There are many questions regarding fandom and entertainment this year with answers expectedly up in the air, but there are a few virtual bright spots that might help to feed your hunger for all-things-geeky and help you to connect with like-minded fans. This week, San Diego Comic-Con International, the granddaddy of American pop-culture festivals, took its panels, cosplay masquerade, and artist alley online for the first time in its 50-year history (and it’s free to all geeks, with or without those impossible-to-nab badges).

In limbo alongside everything else are the timelines for some of Texas’ favorite comic conventions. Big Texas Comicon in San Antonio officially announced its cancellation last week, following in the footsteps of other major events of every shape and size. Meanwhile, Greater Austin Comic Con has postponed until the first weekend in October. Yarbrough, a self-proclaimed hermit, has enjoyed the comforts of home these past few months, but does admit to missing Houston’s own comic-culture extravaganza, Comicpalooza. “The panels are my favorite bit, but most people just walk past those.”

The Bayou City-based convention cancelled its Memorial Day weekend dates back in March over the spread of the COVID-19 virus, but that doesn’t mean organizers have abandoned their cause completely. “We expanded our online presence to better support our exhibitors and to provide an outlet for fans in the face of these difficult times,” explains Michael Heckman, president of Comicpalooza and senior VP of Houston First Corporation.

Voice actor John Swasey discusses his career with Erica Echlin via YouTube

Houston native and voice actor John Swasey discusses his career with Erica Echlin during an episode of Comicpalooza's YouTube series, CP Presents. Swasey has voiced more than 300 characters for anime and video games, including villain All for One (center), during his almost 30 years in the business. 

Almost as soon as the cancellation was announced, Comicpalooza began encouraging fans to support the convention’s artists and merchants, most of whom rely on fan expos to make a living.

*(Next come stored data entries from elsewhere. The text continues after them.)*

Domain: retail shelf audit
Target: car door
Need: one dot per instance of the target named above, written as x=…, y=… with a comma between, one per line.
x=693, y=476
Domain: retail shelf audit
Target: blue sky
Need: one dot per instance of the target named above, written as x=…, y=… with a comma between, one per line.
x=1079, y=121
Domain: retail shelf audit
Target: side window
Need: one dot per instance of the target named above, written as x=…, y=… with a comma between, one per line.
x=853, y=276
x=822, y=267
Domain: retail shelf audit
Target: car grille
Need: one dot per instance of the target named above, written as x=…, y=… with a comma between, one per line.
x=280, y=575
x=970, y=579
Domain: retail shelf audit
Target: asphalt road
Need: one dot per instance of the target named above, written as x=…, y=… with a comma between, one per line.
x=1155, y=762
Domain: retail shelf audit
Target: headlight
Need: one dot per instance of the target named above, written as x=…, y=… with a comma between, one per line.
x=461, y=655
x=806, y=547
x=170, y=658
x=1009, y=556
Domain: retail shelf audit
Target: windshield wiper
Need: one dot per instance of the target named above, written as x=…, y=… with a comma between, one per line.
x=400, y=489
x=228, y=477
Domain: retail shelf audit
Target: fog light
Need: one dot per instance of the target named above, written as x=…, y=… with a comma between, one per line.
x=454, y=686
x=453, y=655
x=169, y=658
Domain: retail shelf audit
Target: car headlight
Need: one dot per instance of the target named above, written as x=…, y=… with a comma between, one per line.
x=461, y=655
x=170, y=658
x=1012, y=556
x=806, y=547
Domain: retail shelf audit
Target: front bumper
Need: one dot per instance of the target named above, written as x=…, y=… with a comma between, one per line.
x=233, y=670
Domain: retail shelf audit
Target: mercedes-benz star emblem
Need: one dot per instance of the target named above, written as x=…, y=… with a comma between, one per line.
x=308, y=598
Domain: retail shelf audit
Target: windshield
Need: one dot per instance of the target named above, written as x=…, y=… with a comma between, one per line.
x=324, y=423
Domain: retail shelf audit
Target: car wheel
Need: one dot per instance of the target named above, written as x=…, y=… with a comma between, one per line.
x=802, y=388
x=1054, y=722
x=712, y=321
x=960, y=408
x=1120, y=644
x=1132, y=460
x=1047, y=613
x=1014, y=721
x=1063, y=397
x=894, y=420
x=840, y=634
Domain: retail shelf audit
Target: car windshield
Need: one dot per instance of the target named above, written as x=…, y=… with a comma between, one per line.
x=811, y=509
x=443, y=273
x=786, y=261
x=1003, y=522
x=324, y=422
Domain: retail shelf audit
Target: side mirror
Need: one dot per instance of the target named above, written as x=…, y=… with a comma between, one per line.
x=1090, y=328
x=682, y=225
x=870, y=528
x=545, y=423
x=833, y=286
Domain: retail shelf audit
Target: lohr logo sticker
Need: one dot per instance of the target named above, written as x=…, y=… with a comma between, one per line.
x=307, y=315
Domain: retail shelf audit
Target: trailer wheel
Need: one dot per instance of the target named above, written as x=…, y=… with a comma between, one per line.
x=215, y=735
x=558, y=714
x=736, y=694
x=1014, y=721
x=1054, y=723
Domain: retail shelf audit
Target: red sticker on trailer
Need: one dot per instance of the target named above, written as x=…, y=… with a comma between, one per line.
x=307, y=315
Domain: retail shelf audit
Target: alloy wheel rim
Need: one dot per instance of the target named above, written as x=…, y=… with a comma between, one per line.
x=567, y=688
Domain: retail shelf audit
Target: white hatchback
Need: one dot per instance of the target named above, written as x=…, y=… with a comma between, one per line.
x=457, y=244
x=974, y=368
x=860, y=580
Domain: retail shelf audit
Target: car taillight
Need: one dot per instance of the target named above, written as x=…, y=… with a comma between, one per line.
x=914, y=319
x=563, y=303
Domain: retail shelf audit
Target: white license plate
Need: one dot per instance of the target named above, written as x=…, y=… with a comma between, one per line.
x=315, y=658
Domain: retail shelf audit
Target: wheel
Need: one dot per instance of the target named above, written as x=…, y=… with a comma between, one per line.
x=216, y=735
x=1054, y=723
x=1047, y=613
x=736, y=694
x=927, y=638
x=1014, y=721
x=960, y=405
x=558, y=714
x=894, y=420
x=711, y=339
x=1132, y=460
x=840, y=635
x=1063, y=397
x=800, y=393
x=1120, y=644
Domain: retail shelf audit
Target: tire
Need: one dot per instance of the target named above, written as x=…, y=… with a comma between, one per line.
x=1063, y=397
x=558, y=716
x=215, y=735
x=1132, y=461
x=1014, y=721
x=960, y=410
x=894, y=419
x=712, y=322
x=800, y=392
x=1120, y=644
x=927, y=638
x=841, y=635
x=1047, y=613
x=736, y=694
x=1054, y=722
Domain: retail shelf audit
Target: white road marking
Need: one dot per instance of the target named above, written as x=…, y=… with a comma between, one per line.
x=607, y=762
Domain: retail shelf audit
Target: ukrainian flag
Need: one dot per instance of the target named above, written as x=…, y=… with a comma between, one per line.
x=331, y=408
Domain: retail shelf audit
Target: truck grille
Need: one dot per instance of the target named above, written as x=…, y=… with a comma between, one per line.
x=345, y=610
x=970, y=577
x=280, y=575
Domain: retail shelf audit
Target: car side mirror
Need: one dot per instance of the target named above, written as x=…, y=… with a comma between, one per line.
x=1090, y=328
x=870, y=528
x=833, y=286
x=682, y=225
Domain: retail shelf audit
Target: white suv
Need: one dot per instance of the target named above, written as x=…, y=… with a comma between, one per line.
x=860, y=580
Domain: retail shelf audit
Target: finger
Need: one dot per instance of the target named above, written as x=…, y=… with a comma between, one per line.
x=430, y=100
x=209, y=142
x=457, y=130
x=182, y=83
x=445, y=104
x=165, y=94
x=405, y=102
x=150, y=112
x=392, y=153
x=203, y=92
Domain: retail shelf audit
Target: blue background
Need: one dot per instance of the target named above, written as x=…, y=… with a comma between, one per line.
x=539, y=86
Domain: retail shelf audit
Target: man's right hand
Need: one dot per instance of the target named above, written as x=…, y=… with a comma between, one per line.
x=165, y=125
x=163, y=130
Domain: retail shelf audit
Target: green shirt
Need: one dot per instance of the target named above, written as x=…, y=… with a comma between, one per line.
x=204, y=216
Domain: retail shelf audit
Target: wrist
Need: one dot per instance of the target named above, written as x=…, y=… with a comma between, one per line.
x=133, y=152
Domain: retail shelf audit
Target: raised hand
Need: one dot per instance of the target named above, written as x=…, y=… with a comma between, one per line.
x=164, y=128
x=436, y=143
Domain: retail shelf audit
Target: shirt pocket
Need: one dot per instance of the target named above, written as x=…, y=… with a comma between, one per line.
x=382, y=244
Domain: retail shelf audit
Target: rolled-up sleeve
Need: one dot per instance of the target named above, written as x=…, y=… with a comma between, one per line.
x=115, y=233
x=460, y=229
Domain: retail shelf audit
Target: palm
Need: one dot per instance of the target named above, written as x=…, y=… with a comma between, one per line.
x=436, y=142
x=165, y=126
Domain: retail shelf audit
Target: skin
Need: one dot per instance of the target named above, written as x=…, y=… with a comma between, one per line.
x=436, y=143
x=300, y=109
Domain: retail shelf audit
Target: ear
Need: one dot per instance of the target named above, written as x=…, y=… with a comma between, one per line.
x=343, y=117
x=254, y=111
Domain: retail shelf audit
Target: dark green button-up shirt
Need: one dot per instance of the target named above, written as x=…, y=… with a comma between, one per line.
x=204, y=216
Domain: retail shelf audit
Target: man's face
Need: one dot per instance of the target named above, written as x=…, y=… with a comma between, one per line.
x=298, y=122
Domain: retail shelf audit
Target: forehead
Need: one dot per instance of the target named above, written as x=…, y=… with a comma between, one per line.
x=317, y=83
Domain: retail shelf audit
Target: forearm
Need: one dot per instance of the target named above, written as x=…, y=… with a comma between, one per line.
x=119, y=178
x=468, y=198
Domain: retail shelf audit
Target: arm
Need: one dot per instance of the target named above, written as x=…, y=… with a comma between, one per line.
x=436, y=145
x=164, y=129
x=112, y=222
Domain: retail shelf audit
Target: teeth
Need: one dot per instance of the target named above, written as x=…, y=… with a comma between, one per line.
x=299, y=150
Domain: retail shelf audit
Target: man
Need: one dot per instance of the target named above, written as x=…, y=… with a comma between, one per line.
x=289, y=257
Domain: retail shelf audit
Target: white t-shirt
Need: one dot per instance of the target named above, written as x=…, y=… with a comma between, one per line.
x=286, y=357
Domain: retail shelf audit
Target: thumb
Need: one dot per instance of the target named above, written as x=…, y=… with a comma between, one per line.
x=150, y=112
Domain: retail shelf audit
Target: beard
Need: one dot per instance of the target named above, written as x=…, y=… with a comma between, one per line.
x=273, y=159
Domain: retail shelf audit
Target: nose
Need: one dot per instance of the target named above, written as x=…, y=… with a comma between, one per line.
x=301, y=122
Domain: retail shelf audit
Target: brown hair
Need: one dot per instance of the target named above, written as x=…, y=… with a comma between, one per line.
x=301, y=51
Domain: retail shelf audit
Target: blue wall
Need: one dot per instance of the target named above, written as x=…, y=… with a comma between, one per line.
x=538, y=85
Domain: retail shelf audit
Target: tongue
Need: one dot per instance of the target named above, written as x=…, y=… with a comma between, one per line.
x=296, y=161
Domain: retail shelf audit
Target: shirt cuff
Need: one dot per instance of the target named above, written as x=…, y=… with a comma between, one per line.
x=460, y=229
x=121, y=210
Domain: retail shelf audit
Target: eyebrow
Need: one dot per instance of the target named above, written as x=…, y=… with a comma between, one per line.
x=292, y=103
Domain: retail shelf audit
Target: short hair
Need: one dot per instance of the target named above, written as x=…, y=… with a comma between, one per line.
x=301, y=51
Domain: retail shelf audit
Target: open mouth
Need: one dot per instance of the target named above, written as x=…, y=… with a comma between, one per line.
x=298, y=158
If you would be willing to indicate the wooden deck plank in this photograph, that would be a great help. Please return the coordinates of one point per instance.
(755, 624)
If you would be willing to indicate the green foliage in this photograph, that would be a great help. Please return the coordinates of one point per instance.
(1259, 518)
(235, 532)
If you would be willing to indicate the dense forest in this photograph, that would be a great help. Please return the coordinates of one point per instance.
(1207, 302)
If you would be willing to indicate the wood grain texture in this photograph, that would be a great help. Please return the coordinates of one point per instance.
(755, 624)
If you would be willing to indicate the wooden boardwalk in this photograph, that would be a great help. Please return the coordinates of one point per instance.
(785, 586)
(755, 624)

Most recently, the Houston convention launched CP Presents, a YouTube series of interviews covering all areas of geek culture. Available now are videos featuring voice actor John Swasey discussing his career in anime, moderated by Erica Echlin, host of local Raging Nerds Podcast.

Another popular Texas con has also thrown its hat into the virtual ring, exciting fans across the Lone Star State; Dallas’ Fan Expo has been programming virtual experiences of their own. On July 27, author Claudia Gray, known for her fantasy and science fiction novels, will talk shop and all things Star Wars, and the cast of Smallville will be saving us from boredom on July 30.

Seasoned attendees have taken to the internet to reminisce over conventions past, posting photos and sharing memories of better days, while folks who once watched the fun from afar are now on an equal playing field, since we’re all printing our badges at home and reveling in the fandom from the comfort of our couches. “We don’t give the arts credit enough,” Yarbrough says. “They have been the constant in all of this.” 

While it’s too soon to see if the big-wigs like Comic-Con will incorporate this virtual outreach into future convention programming, Comicpalooza organizers expect their online community efforts to remain in place as a natural extension of their in-person events. Says Heckman, “Whether someone is drawn to the justice provided by superheroes or the progressive approach to inclusion and diversity addressed in iconic TV shows like Star Trek, the spirit of support and community has been an underlining current for decades and is still important today, as we’ve seen recently.”